Dan kata-kata berikut saya tujukan kepada saudariku muslimah yang telah bersuami, "Syukurilah nikmat ini karena kamu tidak merasakan panasnya api menjadi perawan tua. Saya harap kamu tidak marah apabila suamimu ingin menikah lagi dengan wanita lain. Janganlah kamu mencegahnya, akan tetapi doronglah ia. Saya tahu bahwa ini sangat berat atasmu. Akan tetapi, harapkanlah pahala di sisi Allah. Lihatlah keadaan saudarimu yang menjadi perawan tua, wanita yang dicerai, dan janda yang ditinggal mati; siapa yang akan mengayomi mereka? Anggaplah ia saudarimu, kamu pasti akan mendapatkan pahala yang sangat besar dengan kesabaranmu."

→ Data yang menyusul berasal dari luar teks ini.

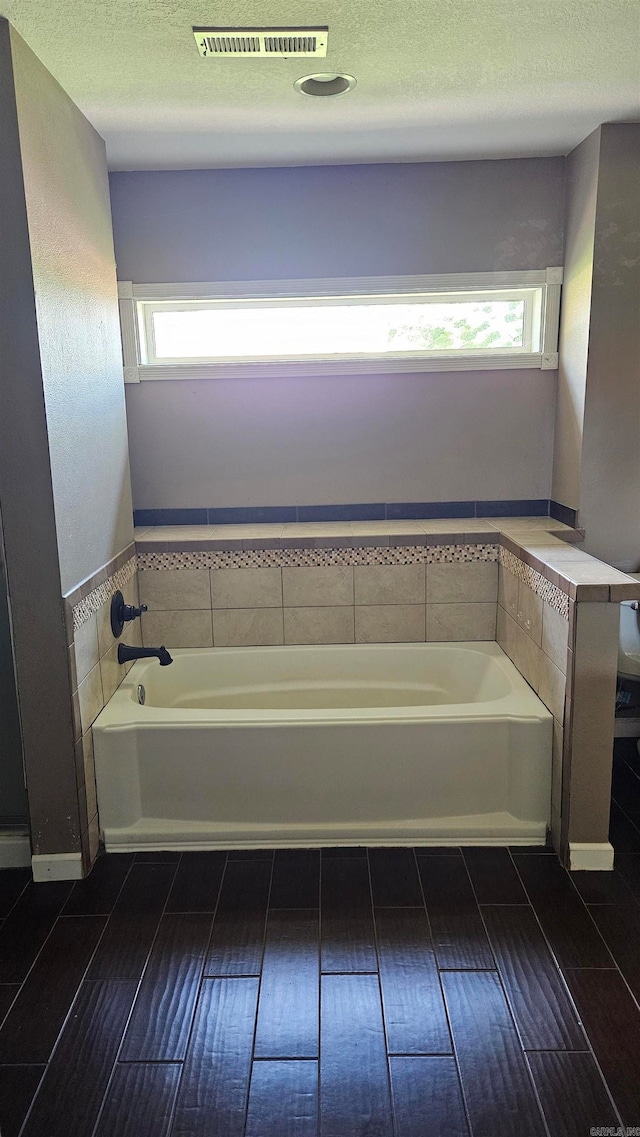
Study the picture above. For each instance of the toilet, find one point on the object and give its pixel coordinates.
(629, 641)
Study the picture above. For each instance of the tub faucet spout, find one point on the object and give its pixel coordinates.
(125, 654)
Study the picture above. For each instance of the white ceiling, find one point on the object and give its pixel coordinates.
(437, 79)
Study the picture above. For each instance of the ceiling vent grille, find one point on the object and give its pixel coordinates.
(252, 42)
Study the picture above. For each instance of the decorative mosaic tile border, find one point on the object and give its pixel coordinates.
(299, 558)
(92, 603)
(550, 594)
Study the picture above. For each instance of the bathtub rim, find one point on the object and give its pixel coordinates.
(521, 703)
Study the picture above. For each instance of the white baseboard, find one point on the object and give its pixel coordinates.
(626, 728)
(590, 856)
(15, 848)
(57, 866)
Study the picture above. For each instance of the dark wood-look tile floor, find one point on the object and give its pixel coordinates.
(381, 993)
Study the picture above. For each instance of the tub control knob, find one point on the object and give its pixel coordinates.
(122, 613)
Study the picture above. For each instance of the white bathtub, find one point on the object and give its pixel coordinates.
(393, 744)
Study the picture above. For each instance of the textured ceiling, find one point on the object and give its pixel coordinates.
(437, 80)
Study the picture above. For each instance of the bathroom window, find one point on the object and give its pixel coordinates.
(392, 324)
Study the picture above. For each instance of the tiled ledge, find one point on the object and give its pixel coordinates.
(546, 545)
(342, 534)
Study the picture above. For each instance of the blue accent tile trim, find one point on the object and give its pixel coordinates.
(372, 512)
(254, 515)
(169, 516)
(563, 513)
(406, 511)
(526, 507)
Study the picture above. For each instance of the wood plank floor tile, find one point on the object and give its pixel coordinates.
(620, 927)
(623, 833)
(35, 1019)
(133, 923)
(625, 786)
(628, 864)
(8, 993)
(496, 1081)
(283, 1100)
(493, 876)
(412, 997)
(565, 921)
(13, 882)
(296, 879)
(612, 1020)
(197, 882)
(71, 1093)
(212, 1100)
(534, 987)
(238, 937)
(393, 878)
(99, 891)
(347, 931)
(427, 1098)
(459, 938)
(27, 926)
(572, 1092)
(17, 1088)
(288, 1009)
(603, 887)
(355, 1094)
(140, 1101)
(158, 1029)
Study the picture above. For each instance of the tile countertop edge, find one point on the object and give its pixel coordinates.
(550, 552)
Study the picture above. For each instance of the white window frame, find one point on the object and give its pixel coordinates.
(541, 288)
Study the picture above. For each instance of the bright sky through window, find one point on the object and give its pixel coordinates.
(338, 329)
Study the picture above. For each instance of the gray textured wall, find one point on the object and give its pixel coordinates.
(597, 443)
(67, 201)
(433, 437)
(26, 504)
(13, 797)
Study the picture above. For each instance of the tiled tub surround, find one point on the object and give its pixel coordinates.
(327, 597)
(547, 604)
(96, 674)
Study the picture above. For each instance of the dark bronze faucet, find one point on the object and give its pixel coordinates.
(125, 654)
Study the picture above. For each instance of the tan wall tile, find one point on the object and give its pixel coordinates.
(85, 647)
(530, 612)
(551, 687)
(318, 625)
(462, 583)
(111, 672)
(557, 768)
(393, 623)
(316, 587)
(592, 720)
(555, 636)
(247, 588)
(171, 590)
(506, 632)
(91, 700)
(89, 774)
(177, 629)
(460, 622)
(248, 627)
(390, 583)
(507, 591)
(528, 658)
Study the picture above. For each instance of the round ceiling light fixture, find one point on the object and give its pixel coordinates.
(324, 84)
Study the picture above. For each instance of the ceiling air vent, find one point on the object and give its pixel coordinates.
(250, 42)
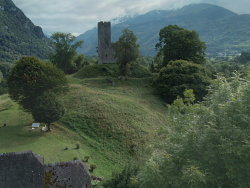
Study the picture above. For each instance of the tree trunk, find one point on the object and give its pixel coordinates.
(48, 126)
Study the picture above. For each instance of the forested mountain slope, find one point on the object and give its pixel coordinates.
(18, 35)
(223, 31)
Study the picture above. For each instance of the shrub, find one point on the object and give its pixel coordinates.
(78, 145)
(75, 158)
(92, 167)
(86, 158)
(177, 76)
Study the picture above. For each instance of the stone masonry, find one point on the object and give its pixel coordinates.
(106, 49)
(27, 170)
(21, 169)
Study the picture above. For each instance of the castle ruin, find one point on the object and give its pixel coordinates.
(27, 170)
(106, 49)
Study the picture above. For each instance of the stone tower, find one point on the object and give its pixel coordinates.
(105, 50)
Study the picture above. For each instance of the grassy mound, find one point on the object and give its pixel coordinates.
(111, 69)
(112, 123)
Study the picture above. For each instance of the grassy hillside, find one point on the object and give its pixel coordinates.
(221, 29)
(111, 122)
(111, 69)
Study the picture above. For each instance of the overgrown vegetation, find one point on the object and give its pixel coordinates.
(19, 36)
(94, 71)
(30, 77)
(205, 144)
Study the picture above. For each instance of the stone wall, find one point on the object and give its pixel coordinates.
(67, 174)
(106, 49)
(21, 170)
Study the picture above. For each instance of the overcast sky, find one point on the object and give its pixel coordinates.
(77, 16)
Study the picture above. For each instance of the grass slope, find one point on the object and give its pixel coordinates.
(111, 122)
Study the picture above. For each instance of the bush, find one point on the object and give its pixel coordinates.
(92, 167)
(86, 158)
(78, 145)
(75, 158)
(177, 76)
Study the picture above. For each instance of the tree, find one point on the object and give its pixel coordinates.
(176, 43)
(179, 75)
(79, 61)
(65, 51)
(47, 108)
(30, 77)
(205, 144)
(126, 50)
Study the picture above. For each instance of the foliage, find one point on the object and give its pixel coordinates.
(79, 61)
(128, 178)
(48, 108)
(65, 52)
(78, 145)
(30, 77)
(244, 58)
(86, 158)
(180, 75)
(3, 87)
(223, 30)
(205, 144)
(176, 43)
(111, 69)
(126, 50)
(93, 167)
(227, 66)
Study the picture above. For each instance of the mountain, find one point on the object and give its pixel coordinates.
(221, 29)
(19, 36)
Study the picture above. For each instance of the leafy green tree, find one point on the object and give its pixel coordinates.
(48, 108)
(65, 52)
(206, 144)
(176, 43)
(30, 77)
(244, 58)
(126, 50)
(79, 61)
(177, 76)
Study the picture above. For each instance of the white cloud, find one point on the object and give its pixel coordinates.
(77, 16)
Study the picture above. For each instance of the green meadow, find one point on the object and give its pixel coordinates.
(112, 123)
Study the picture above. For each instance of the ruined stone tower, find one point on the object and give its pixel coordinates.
(106, 49)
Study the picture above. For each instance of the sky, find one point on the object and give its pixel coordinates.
(78, 16)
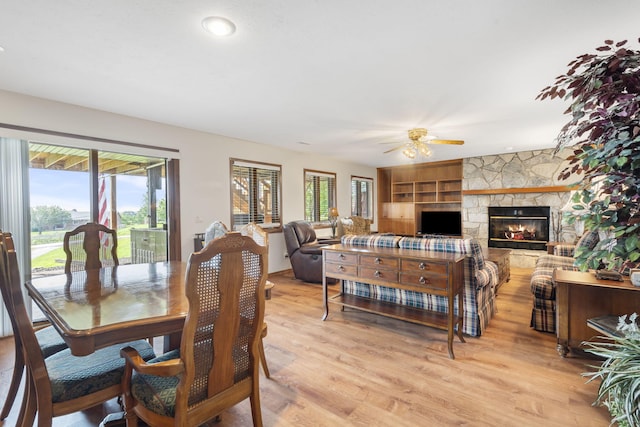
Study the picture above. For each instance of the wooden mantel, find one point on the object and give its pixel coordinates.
(550, 189)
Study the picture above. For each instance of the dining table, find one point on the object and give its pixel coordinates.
(97, 308)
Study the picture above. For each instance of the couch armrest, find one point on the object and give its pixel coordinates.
(487, 275)
(567, 249)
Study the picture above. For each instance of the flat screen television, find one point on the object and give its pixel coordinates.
(444, 223)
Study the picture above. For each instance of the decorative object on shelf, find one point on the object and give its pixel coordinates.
(603, 133)
(333, 219)
(619, 372)
(418, 146)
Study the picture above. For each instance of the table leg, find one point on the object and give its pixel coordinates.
(172, 341)
(325, 297)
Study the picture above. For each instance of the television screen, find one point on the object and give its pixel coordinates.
(445, 223)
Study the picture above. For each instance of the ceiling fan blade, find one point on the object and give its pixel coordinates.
(446, 141)
(395, 148)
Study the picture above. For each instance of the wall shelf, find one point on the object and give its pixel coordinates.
(405, 191)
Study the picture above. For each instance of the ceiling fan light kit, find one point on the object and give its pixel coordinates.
(419, 147)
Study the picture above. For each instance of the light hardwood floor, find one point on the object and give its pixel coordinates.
(361, 369)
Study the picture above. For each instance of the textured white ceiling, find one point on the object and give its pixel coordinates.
(342, 76)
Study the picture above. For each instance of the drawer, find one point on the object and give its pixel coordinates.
(424, 280)
(416, 265)
(342, 269)
(341, 257)
(378, 262)
(386, 275)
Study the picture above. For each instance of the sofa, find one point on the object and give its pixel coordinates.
(543, 314)
(480, 278)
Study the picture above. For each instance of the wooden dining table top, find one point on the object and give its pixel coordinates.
(97, 308)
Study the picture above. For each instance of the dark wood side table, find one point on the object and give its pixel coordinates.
(580, 296)
(502, 258)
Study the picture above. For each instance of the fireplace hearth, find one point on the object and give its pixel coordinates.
(519, 227)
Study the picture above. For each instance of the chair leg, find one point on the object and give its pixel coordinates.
(263, 360)
(263, 357)
(29, 405)
(18, 369)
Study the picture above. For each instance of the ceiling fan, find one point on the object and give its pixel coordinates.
(419, 146)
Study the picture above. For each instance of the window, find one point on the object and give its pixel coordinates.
(319, 195)
(255, 194)
(362, 197)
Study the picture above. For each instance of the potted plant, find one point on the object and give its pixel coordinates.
(604, 134)
(619, 390)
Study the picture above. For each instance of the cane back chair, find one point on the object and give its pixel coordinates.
(62, 383)
(49, 340)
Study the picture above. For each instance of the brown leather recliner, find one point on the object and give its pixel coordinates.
(305, 251)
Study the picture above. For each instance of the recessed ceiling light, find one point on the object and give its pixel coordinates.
(219, 26)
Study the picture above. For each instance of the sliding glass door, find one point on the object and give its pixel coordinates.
(72, 186)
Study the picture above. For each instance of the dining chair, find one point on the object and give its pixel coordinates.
(90, 246)
(49, 341)
(217, 364)
(61, 383)
(261, 237)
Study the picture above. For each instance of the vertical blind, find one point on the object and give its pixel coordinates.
(14, 212)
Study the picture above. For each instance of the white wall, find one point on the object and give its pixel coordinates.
(204, 162)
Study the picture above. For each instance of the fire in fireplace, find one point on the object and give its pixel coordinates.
(519, 227)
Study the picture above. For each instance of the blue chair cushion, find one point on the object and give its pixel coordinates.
(75, 376)
(50, 341)
(158, 394)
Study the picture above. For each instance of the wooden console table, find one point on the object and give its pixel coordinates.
(580, 296)
(415, 270)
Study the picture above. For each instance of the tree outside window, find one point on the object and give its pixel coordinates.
(362, 197)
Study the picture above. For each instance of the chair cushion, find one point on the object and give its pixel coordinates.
(158, 394)
(50, 341)
(75, 376)
(304, 231)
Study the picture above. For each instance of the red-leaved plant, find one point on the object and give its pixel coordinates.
(604, 133)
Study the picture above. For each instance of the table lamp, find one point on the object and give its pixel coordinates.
(333, 219)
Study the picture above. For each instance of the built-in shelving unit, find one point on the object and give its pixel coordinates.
(405, 191)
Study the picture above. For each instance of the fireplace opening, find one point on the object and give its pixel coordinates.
(519, 227)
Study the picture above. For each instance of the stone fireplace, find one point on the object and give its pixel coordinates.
(519, 227)
(509, 181)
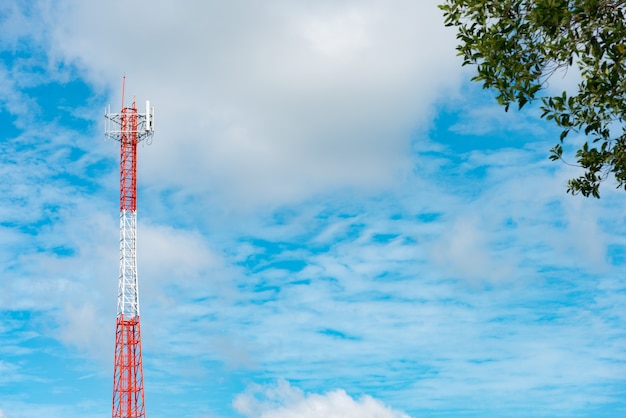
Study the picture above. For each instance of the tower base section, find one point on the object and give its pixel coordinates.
(128, 401)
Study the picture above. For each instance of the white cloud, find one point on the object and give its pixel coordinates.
(254, 102)
(286, 401)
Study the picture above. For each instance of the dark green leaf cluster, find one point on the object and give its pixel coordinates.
(517, 45)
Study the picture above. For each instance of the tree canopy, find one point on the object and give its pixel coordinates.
(517, 45)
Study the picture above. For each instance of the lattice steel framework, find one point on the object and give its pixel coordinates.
(129, 127)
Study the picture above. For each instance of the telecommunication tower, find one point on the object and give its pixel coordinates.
(129, 127)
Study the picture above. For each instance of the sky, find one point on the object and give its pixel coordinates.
(333, 221)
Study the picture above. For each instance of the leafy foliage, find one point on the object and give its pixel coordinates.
(517, 45)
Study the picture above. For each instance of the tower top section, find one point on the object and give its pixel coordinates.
(129, 126)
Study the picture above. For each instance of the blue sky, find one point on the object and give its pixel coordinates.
(332, 220)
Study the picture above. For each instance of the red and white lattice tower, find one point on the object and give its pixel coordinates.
(129, 127)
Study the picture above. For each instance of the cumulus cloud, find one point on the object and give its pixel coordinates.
(285, 401)
(268, 102)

Engkau mungkin mengatakan kepadaku, "Akan datang seorang bujangan yang akan menikahinya." Saya katakan kepadamu, "Lihatlah sensus penduduk. Sesungguhnya jumlah wanita lebih banyak daripada laki-laki. Jika setiap laki-laki menikah dengan satu wanita, niscaya banyak dari wanita-wanita kita yang menjadi perawan tua. Jangan hanya memikirkan diri sendiri saja. Akan tetapi, pikirkan juga saudarimu. Anggaplah dirimu berada dalam posisinya."

Engkau mungkin juga mengatakan, "Semua itu tidak penting bagiku, yang penting suamiku tidak menikah lagi." Saya katakan kepadamu, "Tangan yang berada di air tidak seperti tangan yang berada di bara api. Ini mungkin terjadi. Jika suamimu menikah lagi dengan wanita lain, ketahuilah bahwasannya dunia ini adalah fana, akhiratlah yang kekal. Janganlah kamu egois, dan janganlah kamu halangi saudarimu dari nikmat ini. Tidak akan sempurna keimanan seseorang sehingga ia mencintai untuk saudaranya apa yang ia cintai untuk dirinya sendiri." (*)

Demi Allah, kalau kamu merasakan api menjadi perawan tua, kemudian kamu menikah, kamu pasti akan berkata kepada suamimu, "Menikahlah dengan saudariku dan jagalah ia." Ya Allah, sesungguhnya kami memohon kepadamu kemuliaan, kesucian, dan suami yang shalih.

*) HR. Bukhari dalam kitab Iman no. 13 dan Muslim no. 45.

Disalin oleh Jilbab Online dari buku "Istriku Menikahkanku", As-Sayid bin Abdul Aziz As-Sa'dani, Darul Falah, Agustus 2004.